What Is Long Context?
Long context refers to the ability of a large language model to accept and coherently process very large amounts of text in a single inference call. While early Transformer models were limited to 512 or 2,048 tokens, modern frontier models have expanded this dramatically:
| Model | Context window |
|---|---|
| GPT-4o | 128,000 tokens (~96,000 words) |
| Claude 3.5 Sonnet | 200,000 tokens (~150,000 words) |
| Gemini 1.5 Pro | 1,000,000 tokens (~750,000 words) |
| Gemini 1.5 Flash | 1,000,000 tokens (~750,000 words) |
A 1 million token context window can hold the entire text of the Harry Potter series, or thousands of pages of documentation, in a single prompt.
Why Long Context Matters
Long context unlocks use cases that were previously impossible or required complex workarounds:
- Document-level understanding — Analyze an entire legal contract, annual report, or codebase in one shot.
- Whole-book summarization — Pass the entire source material rather than chunking and aggregating.
- Long-running conversations — Maintain coherent context across extended customer interactions.
- Multi-document reasoning — Compare multiple sources simultaneously without retrieval tricks.
- Code repository analysis — Feed an entire codebase to reason about architecture, bugs, and dependencies.
Long Context vs. RAG
Long context and Retrieval-Augmented Generation (RAG) are complementary, not competing approaches:
| Dimension | Long Context | RAG |
|---|---|---|
| Latency | Higher (more tokens to process) | Lower (only relevant chunks) |
| Cost | Higher (proportional to input tokens) | Lower (small context) |
| Precision | Model must attend across entire input | Retrieval focuses context |
| Freshness | Still limited by model training cutoff | Dynamic, real-time data |
| Best for | Bounded, known document sets | Large or dynamic knowledge bases |
For most production systems with large or frequently updated knowledge bases, RAG remains more cost-efficient.
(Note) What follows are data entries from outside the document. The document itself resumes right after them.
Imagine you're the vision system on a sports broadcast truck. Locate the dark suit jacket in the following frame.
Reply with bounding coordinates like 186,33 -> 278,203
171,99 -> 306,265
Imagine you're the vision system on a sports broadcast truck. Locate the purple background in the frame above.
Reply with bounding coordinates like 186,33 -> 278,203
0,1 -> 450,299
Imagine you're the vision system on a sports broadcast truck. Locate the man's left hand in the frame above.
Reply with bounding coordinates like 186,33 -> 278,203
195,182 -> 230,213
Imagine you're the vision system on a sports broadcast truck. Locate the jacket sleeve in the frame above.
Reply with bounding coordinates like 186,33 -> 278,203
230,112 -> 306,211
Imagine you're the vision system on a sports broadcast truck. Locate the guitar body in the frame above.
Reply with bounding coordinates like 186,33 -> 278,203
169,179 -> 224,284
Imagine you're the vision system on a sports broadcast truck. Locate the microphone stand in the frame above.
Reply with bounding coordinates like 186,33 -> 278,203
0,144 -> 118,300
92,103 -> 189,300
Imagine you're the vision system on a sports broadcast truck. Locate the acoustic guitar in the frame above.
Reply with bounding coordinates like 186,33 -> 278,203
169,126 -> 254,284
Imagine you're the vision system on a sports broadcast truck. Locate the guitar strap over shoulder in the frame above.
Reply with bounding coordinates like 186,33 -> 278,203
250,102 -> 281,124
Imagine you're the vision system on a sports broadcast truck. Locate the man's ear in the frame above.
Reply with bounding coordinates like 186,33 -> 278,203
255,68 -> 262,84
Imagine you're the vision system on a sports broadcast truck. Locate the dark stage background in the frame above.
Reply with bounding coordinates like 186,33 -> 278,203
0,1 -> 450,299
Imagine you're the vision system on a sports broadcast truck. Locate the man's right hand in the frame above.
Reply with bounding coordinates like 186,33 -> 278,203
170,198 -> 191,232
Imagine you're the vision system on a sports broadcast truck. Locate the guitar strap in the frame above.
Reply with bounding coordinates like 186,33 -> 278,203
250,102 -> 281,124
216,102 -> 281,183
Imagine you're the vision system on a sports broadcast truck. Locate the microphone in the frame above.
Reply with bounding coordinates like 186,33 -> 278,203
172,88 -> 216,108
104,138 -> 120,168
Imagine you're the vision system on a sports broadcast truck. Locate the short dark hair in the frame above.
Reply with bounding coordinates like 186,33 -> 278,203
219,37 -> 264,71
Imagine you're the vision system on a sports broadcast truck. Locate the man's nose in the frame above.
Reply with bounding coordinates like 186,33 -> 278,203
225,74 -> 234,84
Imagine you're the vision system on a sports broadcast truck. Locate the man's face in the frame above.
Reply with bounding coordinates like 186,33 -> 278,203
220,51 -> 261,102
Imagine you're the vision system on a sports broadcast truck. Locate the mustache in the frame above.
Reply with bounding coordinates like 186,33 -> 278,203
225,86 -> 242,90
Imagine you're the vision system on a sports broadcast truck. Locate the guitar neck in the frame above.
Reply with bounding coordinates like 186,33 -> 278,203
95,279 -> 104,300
Long context shines for bounded tasks where you know exactly what documents are relevant upfront.
The "Lost in the Middle" Problem
Despite impressive context lengths, research has shown LLMs perform worse on information placed in the middle of a very long context compared to information at the beginning or end. Key findings:
- Models reliably find information in the first ~20% and last ~20% of the context.
- Performance degrades significantly for information buried in the middle of long contexts.
- This means naively concatenating 100 documents does not give you "100-document understanding."
Mitigation strategies:
- Place the most important information at the beginning or end of the context.
- Use RAG to pre-select the most relevant chunks rather than including everything.
- Apply re-ranking to put the highest-relevance content near the edges.
Long Context in Practice
// Feeding an entire scraped documentation site into a long-context model
import KnowledgeSDK from "@knowledgesdk/node";
const sdk = new KnowledgeSDK({ apiKey: "knowledgesdk_live_..." });
// Get all URLs from a documentation site
const { urls } = await sdk.sitemap("https://docs.example.com");
// Scrape and concatenate (feasible for small doc sites with long-context models)
const pages = await Promise.all(urls.slice(0, 20).map(url => sdk.scrape(url)));
const fullContext = pages.map(p => p.content).join("\n\n---\n\n");
// fullContext is clean markdown — efficient token usage vs. raw HTML
For larger sites, combine KnowledgeSDK's /v1/search for RAG-style retrieval with /v1/extract for per-page cleaning, reserving long-context calls for final synthesis steps where the full picture matters.
Cost Considerations
Long context calls are expensive. A 200,000 token input to Claude Opus 4 costs approximately $3.00 per call at current pricing. Design your architecture to use the minimum context required — let RAG narrow the field, then use long context for final reasoning over the retrieved subset.